A pocket history of leafy Terrey Hills

Along with North Narrabeen, Narrabeen, Elanora Heights, Ingleside and Warriewood, Terrey Hills is one of the leafy suburbs that we love.

The pretty little suburb is soaked in just as much history as the rest of the area so let’s take a look at some interesting facts about this best-kept secret.

Where is Terrey Hills?

Terrey Hills is on the outskirts of the region known as the Northern Beaches and sits adjacent to the neighbouring Upper North Shore. Only 25 kilometres from the Sydney CBD, Terrey Hills is far enough away from the hustle and bustle while still being close enough to work in the city.
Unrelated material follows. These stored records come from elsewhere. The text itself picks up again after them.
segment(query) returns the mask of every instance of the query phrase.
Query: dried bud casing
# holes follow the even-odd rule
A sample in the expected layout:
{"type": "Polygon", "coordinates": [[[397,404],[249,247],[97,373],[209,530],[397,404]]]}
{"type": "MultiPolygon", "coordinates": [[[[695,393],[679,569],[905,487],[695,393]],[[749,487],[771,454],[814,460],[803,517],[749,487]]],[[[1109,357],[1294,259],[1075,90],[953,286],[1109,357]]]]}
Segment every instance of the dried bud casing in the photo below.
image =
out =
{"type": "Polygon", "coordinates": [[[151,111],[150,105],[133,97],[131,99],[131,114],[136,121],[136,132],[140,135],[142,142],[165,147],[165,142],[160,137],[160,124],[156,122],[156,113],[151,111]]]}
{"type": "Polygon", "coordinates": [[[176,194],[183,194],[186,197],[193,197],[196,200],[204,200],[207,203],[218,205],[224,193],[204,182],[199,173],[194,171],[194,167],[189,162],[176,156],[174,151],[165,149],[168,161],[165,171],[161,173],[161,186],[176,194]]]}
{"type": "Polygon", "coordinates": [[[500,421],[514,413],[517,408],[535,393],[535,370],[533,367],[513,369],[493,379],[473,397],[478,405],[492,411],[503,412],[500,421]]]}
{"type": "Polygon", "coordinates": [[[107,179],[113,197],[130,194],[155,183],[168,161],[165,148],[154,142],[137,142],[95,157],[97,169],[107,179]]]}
Terrey Hills is the very definition of a leafy suburb and, in some areas, is even classified as semi-rural, with many people having room on their properties for stables and horses. You will find some magnificent estates as well as comfortable family homes.

The suburb has a fantastic community feel and is popular with mountain bikers, who head up to visit the local trails.
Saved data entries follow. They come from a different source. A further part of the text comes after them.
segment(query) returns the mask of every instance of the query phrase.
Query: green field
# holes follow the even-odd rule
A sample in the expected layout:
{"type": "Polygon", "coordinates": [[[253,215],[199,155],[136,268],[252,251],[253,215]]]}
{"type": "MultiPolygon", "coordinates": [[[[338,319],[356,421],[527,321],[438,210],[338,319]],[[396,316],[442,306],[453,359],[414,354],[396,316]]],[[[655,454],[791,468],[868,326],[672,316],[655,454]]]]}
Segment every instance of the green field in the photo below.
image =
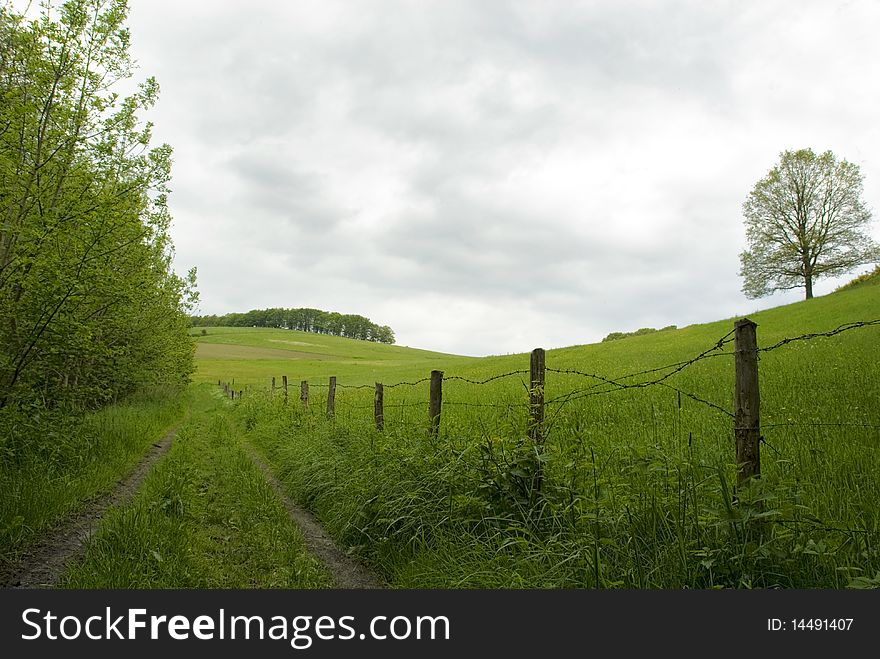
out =
{"type": "MultiPolygon", "coordinates": [[[[763,347],[824,333],[880,318],[880,286],[751,318],[763,347]]],[[[485,385],[445,381],[437,438],[427,432],[427,382],[390,386],[432,369],[481,381],[528,369],[527,354],[464,358],[209,328],[196,339],[197,377],[234,378],[236,390],[247,389],[236,414],[250,441],[294,498],[395,586],[880,584],[880,326],[761,353],[763,478],[736,494],[725,413],[733,407],[732,344],[664,380],[673,388],[618,390],[549,370],[618,379],[689,360],[732,327],[727,319],[548,351],[544,451],[525,439],[526,374],[485,385]],[[282,375],[296,389],[287,405],[267,394],[269,379],[282,375]],[[329,376],[340,387],[332,420],[323,412],[329,376]],[[308,410],[298,401],[303,379],[308,410]],[[386,386],[381,433],[372,416],[376,381],[386,386]]]]}
{"type": "MultiPolygon", "coordinates": [[[[262,387],[273,377],[291,382],[336,375],[362,384],[400,373],[417,373],[466,362],[468,358],[337,336],[262,327],[191,330],[196,339],[199,382],[262,387]]],[[[325,378],[326,379],[326,378],[325,378]]]]}

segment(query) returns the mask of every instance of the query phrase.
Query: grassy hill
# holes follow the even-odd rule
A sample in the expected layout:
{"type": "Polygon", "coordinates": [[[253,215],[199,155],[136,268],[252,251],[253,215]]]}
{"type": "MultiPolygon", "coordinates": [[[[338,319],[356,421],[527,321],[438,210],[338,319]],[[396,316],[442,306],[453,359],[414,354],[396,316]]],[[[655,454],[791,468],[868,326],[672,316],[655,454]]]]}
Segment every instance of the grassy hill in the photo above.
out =
{"type": "Polygon", "coordinates": [[[329,375],[357,384],[439,368],[466,358],[371,341],[262,327],[193,328],[198,381],[264,386],[272,377],[291,381],[329,375]]]}
{"type": "MultiPolygon", "coordinates": [[[[788,337],[833,329],[844,322],[880,317],[880,277],[831,295],[749,314],[758,324],[758,342],[769,345],[788,337]]],[[[548,365],[579,368],[613,376],[686,359],[727,334],[735,319],[691,325],[662,333],[632,336],[614,342],[572,346],[548,351],[548,365]]],[[[197,343],[199,381],[218,379],[263,386],[275,376],[288,375],[323,382],[336,375],[340,382],[372,384],[425,377],[432,369],[471,378],[528,368],[527,354],[494,357],[461,357],[397,345],[384,345],[342,337],[269,328],[211,327],[197,343]]],[[[855,349],[864,346],[861,335],[855,349]]],[[[850,345],[846,339],[842,346],[850,345]]],[[[538,347],[538,346],[534,346],[538,347]]]]}

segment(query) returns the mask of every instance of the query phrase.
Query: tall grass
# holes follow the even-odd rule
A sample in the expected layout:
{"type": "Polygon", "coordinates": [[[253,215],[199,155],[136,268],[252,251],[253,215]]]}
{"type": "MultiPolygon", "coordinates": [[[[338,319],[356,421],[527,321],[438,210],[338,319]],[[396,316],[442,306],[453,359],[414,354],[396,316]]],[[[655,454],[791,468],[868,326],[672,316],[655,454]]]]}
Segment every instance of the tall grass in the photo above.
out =
{"type": "Polygon", "coordinates": [[[97,412],[6,412],[0,443],[0,560],[16,560],[84,502],[112,490],[183,416],[179,392],[153,391],[97,412]]]}
{"type": "MultiPolygon", "coordinates": [[[[878,291],[757,314],[759,341],[876,317],[878,291]]],[[[549,351],[547,365],[620,377],[692,357],[731,328],[549,351]]],[[[332,420],[314,386],[309,411],[254,392],[237,414],[293,496],[397,586],[870,587],[880,585],[878,345],[868,327],[761,353],[763,476],[736,492],[732,419],[662,386],[548,406],[543,451],[526,439],[525,376],[444,383],[437,439],[426,383],[386,387],[382,433],[369,390],[338,390],[332,420]]],[[[456,362],[447,375],[527,364],[456,362]]],[[[732,408],[730,354],[667,382],[732,408]]],[[[546,398],[595,384],[548,373],[546,398]]]]}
The early history of Terrey Hills

Terrey Hills is Guringai Country, with the Indigenous peoples of that name being the original inhabitants. There is still evidence of the original Guringai people in Terrey Hills, including ancient rock carvings that depict whales, kangaroos and fish. The nearby Ku-ring-gai Chase National Park is actually considered to be one of the most concentrated sources of Aboriginal heritage sites in Australia.

Despite what you may assume about the name because it sits high above the seaside, Terrey Hills is named after two original landholders, Samuel Hills and Obediah James Terrey.

The area’s modern history dates back to 1881, when Obediah Terrey acquired 2.6 square kilometres of land in 1881. Samuel Hills owned 0.4 square kilometres nearby. The suburb became official with the opening of the post office on the 17th of June 1935.

The laterite capital

One of Terrey Hills’ claims to fame is that it is known as the ‘laterite capital of the Sydney basin’.

Laterite is a soil and rock form rich in iron and aluminium. Laterite from the area was used extensively in building roads in the early days of Terrey Hills, as well as for building rock sea walls at Collaroy Beach.

Two laterite quarries in Terrey Hills are now heritage listed. This original main quarry is now the Terrey Hills playing field, and a smaller quarry at the unusually-named location of Tumbledown Dick (more on that in a moment) is now a heritage-listed site.

Notable sites in Terrey Hills

Tumbledown Dick is the name of a spur on Mona Vale Road, where the landscape rises for a short stretch. The colourfully named road has an equally colourful story behind its naming. Local legend has it that there was either an old horse or an old bullock named ‘Dick’ that would always collapse at that part of the road. Sadly, this tale is likely apocryphal as the name Tumbledown Dick has precedent as a pub in England and as the name given to Oliver Cromwell’s third son, Richard Cromwell, by Richard’s enemies.

McCarrs Creek Road Drive: Terrey Hills is the starting point for McCarrs Creek Road Drive. This scenic drive takes you through bushland and rainforest gully before popping you out by the waterside at Church Point. On the way, you can stop off at Upper Gledhill Falls on McCarrs Creek for a picturesque spot or take the kids for a swim at the Duck Holes, a series of swimming holes in the Ku-ring-gai Chase National Park.

Watch out for bush turkeys and for cyclists, who love to test themselves on this winding and steep stretch of road, particularly on weekend mornings.

Ku-ring-gai Chase National Park: Speaking of Ku-ring-gai Chase National Park, a visit to the Terrey Hills area would not be complete without a visit to this stunning national park. The Duck Holes are just one of many amazing spots to check out in Ku-ring-gai Chase National Park, including the Terrey Hills Perimeter Trail, an 11.9 km loop that takes you through some glorious local bushland. You can stop in and enjoy the impressive vistas at Akuna Bay, or head right up to West Head Lookout, where you can see across to Barrenjoey Lighthouse and Lion Island, and spot a goanna or two.

Schools: Terrey Hills is home to several international schools, including a Japanese school and a German school, as well as the Northern Beaches Christian School and the top-quality Terrey Hills Public School.

Dining: You can’t go past Kaiser Stub’n, a local institution. Book a table for traditional Austrian schnitzels or sausage, and come hungry because you simply can’t say no to schnapps and apfel strudel at the end of the meal.

The final benefit of Terrey Hills is the affordable property options and bushland setting within an easy drive to Warriewood Square, Belrose Bunnings and Super Centre, and of course Mona Vale and Warriewood Beach.